If I was gonna do this, I had to sell it all the way. It seemed like our only way out. “You wanna know what this man did to Gannon? You wanna hear what this man did to the man who killed your brother?”

“Yes, I wanna hear it.”

“He took a long, heavy stick,” I said, “and he sharpened it. I distracted Gannon, so Vinnie could sneak up behind him. We didn’t have any other weapons. You understand what I’m saying? All we had were sticks.”

“Go on.”

“While Gannon was shooting at me, Vinnie came up behind him and ran that stick right through his back. If he had gotten him in the heart, he would have died almost immediately, but that’s not the way it happened.”

“How did it go?” he said. “Tell me.”

“The stick must have gone through his lung. The blood was such a bright color. He was pumping that blood right out of his lungs, all over the ground.”

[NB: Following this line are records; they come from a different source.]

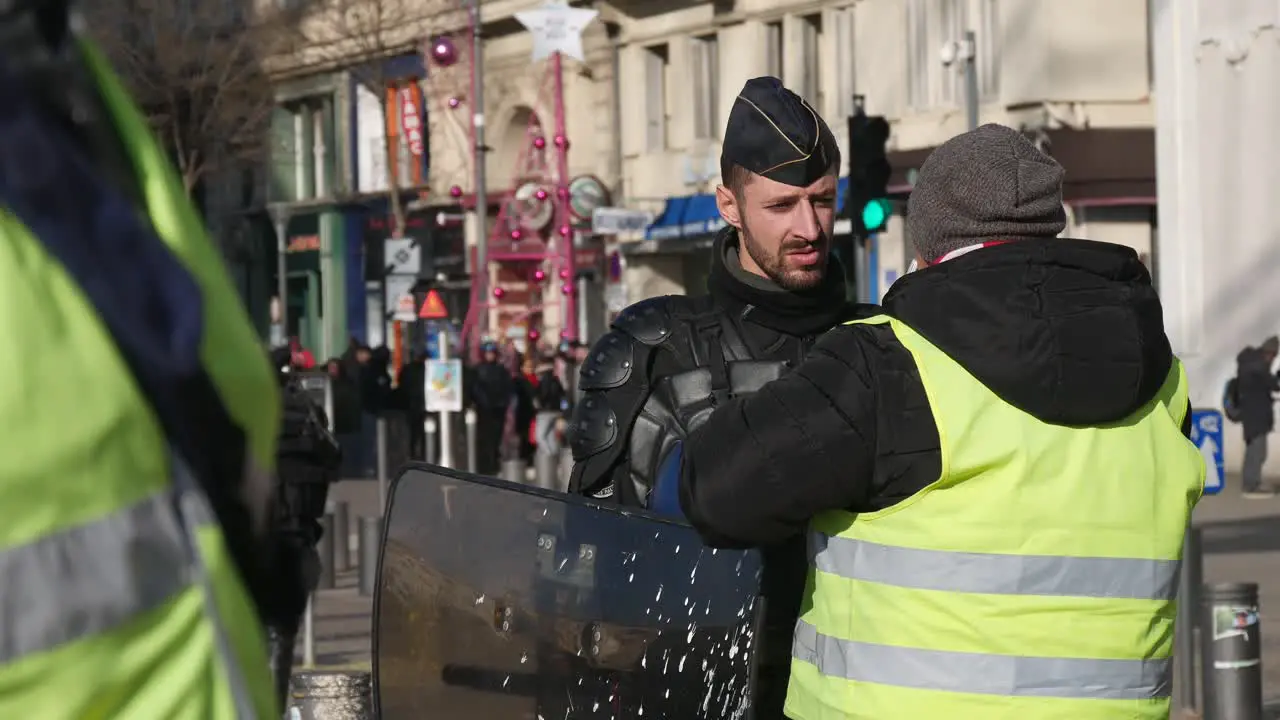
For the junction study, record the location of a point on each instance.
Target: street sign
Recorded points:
(613, 220)
(406, 309)
(433, 308)
(403, 256)
(1207, 436)
(444, 386)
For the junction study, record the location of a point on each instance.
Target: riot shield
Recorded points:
(506, 601)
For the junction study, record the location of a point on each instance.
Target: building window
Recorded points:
(301, 158)
(988, 49)
(310, 147)
(705, 60)
(773, 49)
(319, 151)
(845, 71)
(952, 18)
(810, 64)
(657, 64)
(929, 24)
(918, 55)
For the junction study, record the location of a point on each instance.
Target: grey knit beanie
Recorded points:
(988, 183)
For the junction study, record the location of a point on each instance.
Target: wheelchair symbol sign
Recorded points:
(1207, 436)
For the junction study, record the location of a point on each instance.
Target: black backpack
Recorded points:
(1232, 400)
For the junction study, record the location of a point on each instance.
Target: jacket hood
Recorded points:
(1069, 331)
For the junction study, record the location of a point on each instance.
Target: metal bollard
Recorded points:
(334, 695)
(469, 418)
(1232, 646)
(429, 429)
(513, 470)
(382, 460)
(327, 552)
(1184, 627)
(370, 545)
(342, 537)
(309, 633)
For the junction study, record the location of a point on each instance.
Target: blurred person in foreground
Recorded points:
(993, 474)
(307, 464)
(133, 500)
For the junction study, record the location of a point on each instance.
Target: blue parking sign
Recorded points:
(1207, 436)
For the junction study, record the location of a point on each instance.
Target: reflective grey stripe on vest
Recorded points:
(995, 574)
(92, 578)
(983, 674)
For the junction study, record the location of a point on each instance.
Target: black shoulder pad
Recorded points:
(649, 320)
(609, 363)
(594, 427)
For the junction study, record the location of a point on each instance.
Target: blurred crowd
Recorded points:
(520, 401)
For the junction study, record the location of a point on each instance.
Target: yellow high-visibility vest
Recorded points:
(1034, 580)
(118, 597)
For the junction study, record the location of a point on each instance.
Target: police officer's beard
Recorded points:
(775, 264)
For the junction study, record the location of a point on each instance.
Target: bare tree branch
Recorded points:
(361, 36)
(196, 67)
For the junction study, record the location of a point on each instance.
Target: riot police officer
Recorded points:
(307, 464)
(775, 286)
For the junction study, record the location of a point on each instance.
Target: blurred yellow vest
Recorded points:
(118, 597)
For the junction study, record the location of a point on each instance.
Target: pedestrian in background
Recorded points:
(1256, 388)
(307, 463)
(489, 391)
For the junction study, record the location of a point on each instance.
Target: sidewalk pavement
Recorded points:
(1240, 542)
(342, 618)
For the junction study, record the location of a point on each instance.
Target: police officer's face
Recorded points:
(785, 229)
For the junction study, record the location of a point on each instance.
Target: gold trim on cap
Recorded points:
(817, 133)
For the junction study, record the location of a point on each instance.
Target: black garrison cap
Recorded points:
(776, 133)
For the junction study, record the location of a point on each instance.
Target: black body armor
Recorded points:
(696, 355)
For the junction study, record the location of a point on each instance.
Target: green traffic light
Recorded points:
(876, 214)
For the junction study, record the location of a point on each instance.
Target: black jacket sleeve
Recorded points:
(763, 465)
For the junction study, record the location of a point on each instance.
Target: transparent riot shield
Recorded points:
(506, 601)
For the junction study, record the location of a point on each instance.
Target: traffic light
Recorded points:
(867, 201)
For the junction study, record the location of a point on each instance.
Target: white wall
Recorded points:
(1217, 151)
(370, 141)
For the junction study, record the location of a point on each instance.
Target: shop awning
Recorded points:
(688, 215)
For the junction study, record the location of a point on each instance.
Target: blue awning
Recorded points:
(688, 215)
(694, 217)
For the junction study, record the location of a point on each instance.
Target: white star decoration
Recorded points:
(557, 28)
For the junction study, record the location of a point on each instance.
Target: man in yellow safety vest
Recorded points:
(138, 413)
(993, 474)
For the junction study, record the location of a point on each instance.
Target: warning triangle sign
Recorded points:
(433, 308)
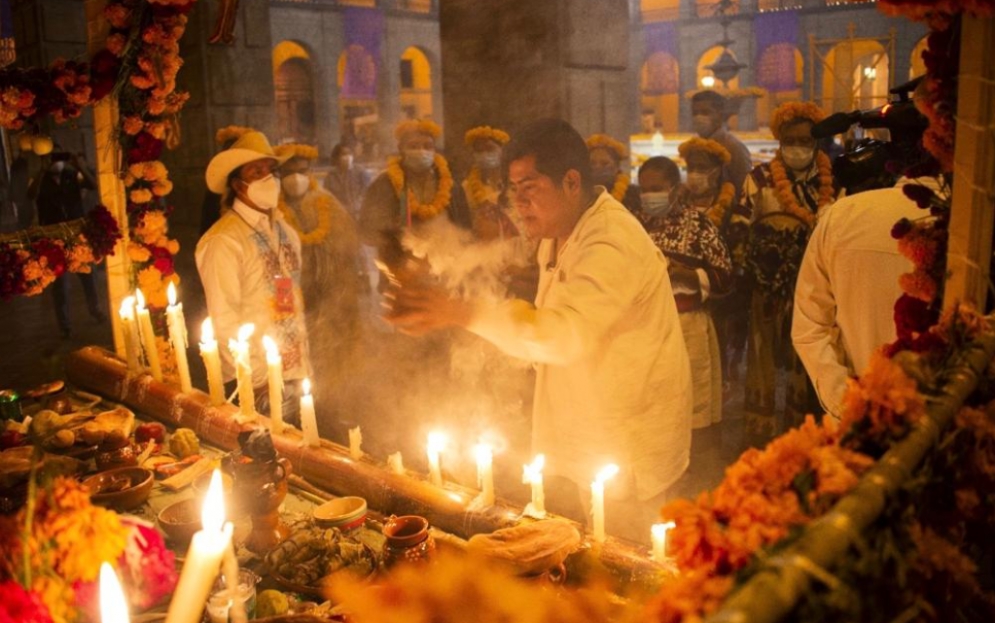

“How long did it take him to die?”

“A long time,” I said. “He was bleeding on that ground for a long, long time.”

“Were his eyes open? Did he say anything to you?”

“His eyes were open. He tried to say something, but he couldn’t. He was drowning in his own blood. He was choking on it.”

There were tears in the man’s eyes. “You’re telling me this man killed the man who killed my brother.”

“Yes,” I said. “He ran a stick through his chest and he died a horrible, painful death. That’s what this man did.”